Shortly before his death in 1984, Italo Calvino assembled thirty-eight essays in his Collections of Sand (Collezione di Sabbia). One section of essays was labelled ‘The Traveller in the Map’ (Il viandante nella mappa). Calvino described his notion of a cartographic odyssey:
The simplest form of a map isn’t the one we consider the most natural today: that is the map which represents the surface of the Earth as seen by an extra-terrestrial eye. The first need, to put places on a map, is connected with travel: a map is the reminder of ... the tracing of a route.
Understanding an image through time and space is essential in cartography. Time assumes a past story.
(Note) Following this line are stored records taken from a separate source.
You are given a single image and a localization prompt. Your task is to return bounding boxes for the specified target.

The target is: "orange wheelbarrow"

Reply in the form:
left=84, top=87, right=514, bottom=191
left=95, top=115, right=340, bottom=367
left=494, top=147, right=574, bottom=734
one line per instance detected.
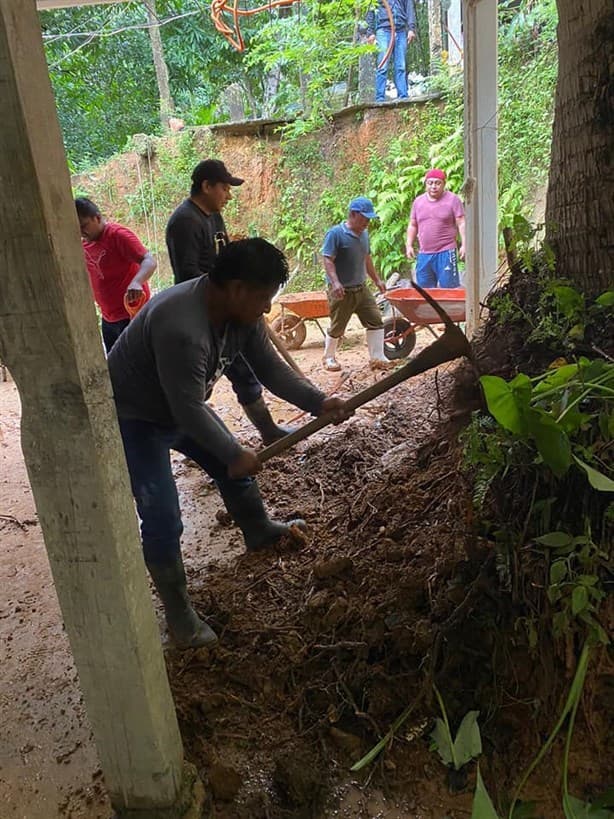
left=271, top=290, right=329, bottom=350
left=383, top=287, right=465, bottom=361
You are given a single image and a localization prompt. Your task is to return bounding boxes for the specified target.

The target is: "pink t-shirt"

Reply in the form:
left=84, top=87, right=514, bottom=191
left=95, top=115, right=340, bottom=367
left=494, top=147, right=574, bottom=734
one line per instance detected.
left=409, top=191, right=465, bottom=253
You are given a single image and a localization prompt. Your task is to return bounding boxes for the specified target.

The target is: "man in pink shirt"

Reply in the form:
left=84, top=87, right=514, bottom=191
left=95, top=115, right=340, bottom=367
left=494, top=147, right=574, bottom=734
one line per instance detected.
left=406, top=168, right=465, bottom=287
left=75, top=196, right=157, bottom=354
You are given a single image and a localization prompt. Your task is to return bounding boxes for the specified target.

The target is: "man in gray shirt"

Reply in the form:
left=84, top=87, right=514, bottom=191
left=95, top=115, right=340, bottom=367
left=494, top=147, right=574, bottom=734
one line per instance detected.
left=321, top=196, right=394, bottom=371
left=108, top=239, right=347, bottom=648
left=166, top=159, right=290, bottom=445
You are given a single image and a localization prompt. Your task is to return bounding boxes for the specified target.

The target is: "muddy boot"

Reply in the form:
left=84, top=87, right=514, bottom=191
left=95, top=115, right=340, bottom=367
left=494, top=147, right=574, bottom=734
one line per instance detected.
left=322, top=333, right=341, bottom=373
left=243, top=396, right=292, bottom=446
left=147, top=557, right=217, bottom=649
left=221, top=481, right=307, bottom=552
left=367, top=327, right=395, bottom=370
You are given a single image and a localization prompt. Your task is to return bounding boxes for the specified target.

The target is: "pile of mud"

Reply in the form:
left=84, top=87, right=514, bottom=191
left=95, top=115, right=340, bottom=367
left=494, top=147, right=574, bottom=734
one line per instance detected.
left=170, top=367, right=502, bottom=817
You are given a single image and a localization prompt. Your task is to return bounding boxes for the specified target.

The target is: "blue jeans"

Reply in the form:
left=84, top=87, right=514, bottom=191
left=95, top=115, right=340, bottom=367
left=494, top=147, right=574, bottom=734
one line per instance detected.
left=119, top=418, right=253, bottom=565
left=375, top=28, right=407, bottom=102
left=227, top=355, right=262, bottom=406
left=416, top=250, right=460, bottom=288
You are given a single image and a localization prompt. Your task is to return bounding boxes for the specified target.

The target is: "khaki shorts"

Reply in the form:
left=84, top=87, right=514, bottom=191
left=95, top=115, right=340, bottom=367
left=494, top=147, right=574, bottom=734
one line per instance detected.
left=327, top=282, right=384, bottom=338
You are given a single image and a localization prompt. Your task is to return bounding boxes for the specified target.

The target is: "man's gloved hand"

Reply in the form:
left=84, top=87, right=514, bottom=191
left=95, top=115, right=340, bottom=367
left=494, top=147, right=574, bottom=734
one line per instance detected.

While a map’s borders neatly constrain the geography of the map, they can also constrain one’s interpretation of the map. To get to Calvino’s notion of a cartographic odyssey, the gaze of the beholder of the map must wander beyond the restrictions imposed by the map border and page margins.
For some time, I had been mulling over the destiny of a distressed, incomplete Atlas that was published in 1825, in London. The author of the maps was James Wyld the Younger, geographer to Queen Victoria and Prince Albert. I was perplexed by the small label inside the atlas: ‘J Pownceby, Book Binder, Lonsdale St East, Melbourne’. A London publication bound in Australia?